Make web map and plot geospatial data¶
Compared to a traditional map, a web map provides much more ample room to explore the data because the map scale and boundary are not fixed. As its name suggests, a web map can also be easily embedded on a web page along with information such as caption and other figures. The ipyleaflet
tool makes Jupyter Notebook able to make and display such a map. In our case, we also need pandas
and geopandas
to help prepare the ipyleaflet-readable data.
import ipyleaflet as ilfl
import pandas as pd
import geopandas as gpd
To begin, we have to translate necessary information stored as the xarray.DataArray
to the geopandas.DataFrame
object.
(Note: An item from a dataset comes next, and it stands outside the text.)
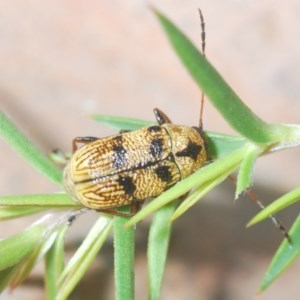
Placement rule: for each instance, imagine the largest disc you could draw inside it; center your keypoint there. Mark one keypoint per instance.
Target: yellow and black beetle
(127, 168)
We only select points with kde > 0.0001
to avoid too many points being plotted and highlight crevasse locations.
# Translate lat, lon, h, and kde into Pandas Series
kde_series = kde[kde > 0.0001].to_series()
h_series = y[kde > 0.0001].to_series()
lat_series = results.loc['lat'][kde > 0.0001].to_series()
lon_series = results.loc['lon'][kde > 0.0001].to_series()
# Concatenate Series to Pandas DataFrame, and then convert it to Geopandas DataFrame
results_pd = pd.concat([lat_series, lon_series, h_series, kde_series], axis=1, keys=["lat", "lon", "elev", "kde"])
results_gpd = gpd.GeoDataFrame(results_pd, geometry=gpd.points_from_xy(results_pd['lon'], results_pd['lat']), crs='EPSG:4326')
results_gpd
lat | lon | elev | kde | geometry | |
---|---|---|---|---|---|
dist_alongtrack | |||||
15094.237983 | 78.632799 | 18.341878 | 330.312836 | 0.000103 | POINT (18.34188 78.63280) |
15094.236413 | 78.632799 | 18.341878 | 330.583557 | 0.000102 | POINT (18.34188 78.63280) |
15094.237590 | 78.632799 | 18.341878 | 330.367828 | 0.000103 | POINT (18.34188 78.63280) |
15094.240338 | 78.632799 | 18.341878 | 329.816895 | 0.000100 | POINT (18.34188 78.63280) |
15094.947009 | 78.632805 | 18.341872 | 330.744446 | 0.000107 | POINT (18.34187 78.63281) |
... | ... | ... | ... | ... | ... |
15961.124685 | 78.640419 | 18.334298 | 351.996979 | 0.000103 | POINT (18.33430 78.64042) |
15961.123505 | 78.640419 | 18.334298 | 352.216827 | 0.000102 | POINT (18.33430 78.64042) |
15961.839789 | 78.640425 | 18.334292 | 352.051514 | 0.000102 | POINT (18.33429 78.64043) |
15961.840972 | 78.640425 | 18.334292 | 351.754547 | 0.000102 | POINT (18.33429 78.64043) |
15961.840184 | 78.640425 | 18.334292 | 351.950104 | 0.000102 | POINT (18.33429 78.64043) |
383 rows × 5 columns
Using ipyleaflet.Map
and ipyleaflet.GeoData
classes, now we can plot crevasse locations (points with kde > 0.0001
) on a web map:
zoom = 9 # initial zoom level
center = [float(results.loc['lat'][0]), float(results.loc['lon'][0])] # initial map center
# Generate leaflet map
m = ilfl.Map(basemap=ilfl.basemaps.Esri.WorldImagery, center=center, zoom=zoom)
# Generate and add GeoData on the map
geo_data = ilfl.GeoData(geo_dataframe = results_gpd,
style={'color': '#00203f', 'radius':5},
point_style={'fillColor': '#adefd1'})
m.add_layer(geo_data)
m
You can furthur zoom in, separate the points, and compare crevass distributions from our results with the crevasses seen on the base satellite map.
Summary
We work with advanced plotting and web map tools to generate figures or html panels with publication quality.